Business

Govt eyes law change for broadband rollout

06:36 am on 13 April 2015

The Government is considering a tweak of property laws to speed up the roll out of ultra fast broadband.

Industry players welcome the move, but say it is taking too long and the delay is hurting businesses that want to connect to high speed internet, but cannot.

Chorus says the system for gaining consent to install ultra fast broadband adds cost and complexity to the process.
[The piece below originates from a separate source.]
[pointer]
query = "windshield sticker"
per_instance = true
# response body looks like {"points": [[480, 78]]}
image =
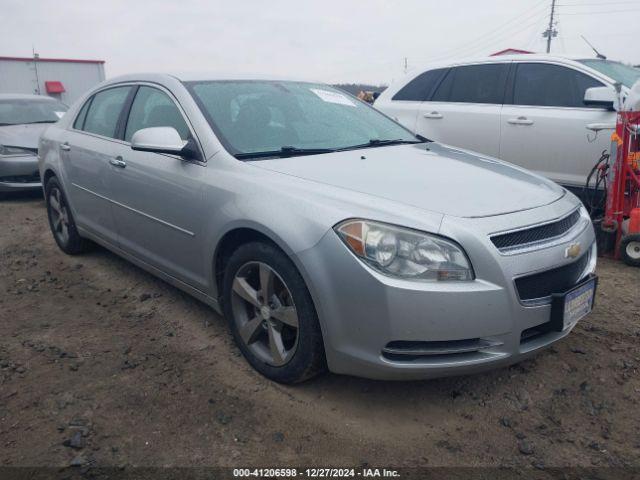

Photo: RNZ

Crown Fibre Holdings, which is responsible for the rollout of ultra fast broadband, said connections were running to schedule and the take-up of the technology was at a much higher than anticipated 15 per cent.

However, telecommunications companies said take-up would be higher if the rules around property rights concerning shared driveways and apartment buildings were changed.

At the moment, a homeowner on a shared driveway must get approval from all the owners on that driveway before they can connect their home to ultra fast broadband.

Apartment dwellers and businesses with shared offices must also get permission from the building owner.

Telecommunication Users' Association chief executive Craig Young said that permission was often hard to obtain if there were multiple owners or they were based overseas.

In one case he had heard of, ownership of a long driveway was disputed, with no-one wanting to claim it, so no-one could be found to give approval.

Chorus spokesman Ian Bonnar said one solution would be for New Zealand to move to Australia's model, in which properties bordering a driveway were notified and given the opportunity to object, and if no concerns were lodged the proposal was assumed to be accepted.

"Here in New Zealand you have to get a positive response from everybody, and that can take extra time or people lose the mail, or it just adds in a little bit of cost and complexity," he said.

Communications Minister Amy Adams declined to be interviewed by Radio New Zealand, but said in a statement officials were looking at how they might overcome some of those issues, including whether a law change was needed.

"As more and more people take up UFB we are gaining a better understanding of the nature and scale of some of the challenges that can be encountered with a programme this ambitious.

"Whatever we do in this space will need to achieve a fair and sensible balance between promoting efficiency in the rollout of UFB on one hand and respecting people's rights to enjoyment over their property on the other," said the statement.

Tuanz's Craig Young said he understood the minister's caution, but a resolution was taking far too long.

The Government wants 75 per cent of the country to have access to Ultra Fast Broadband by 2020.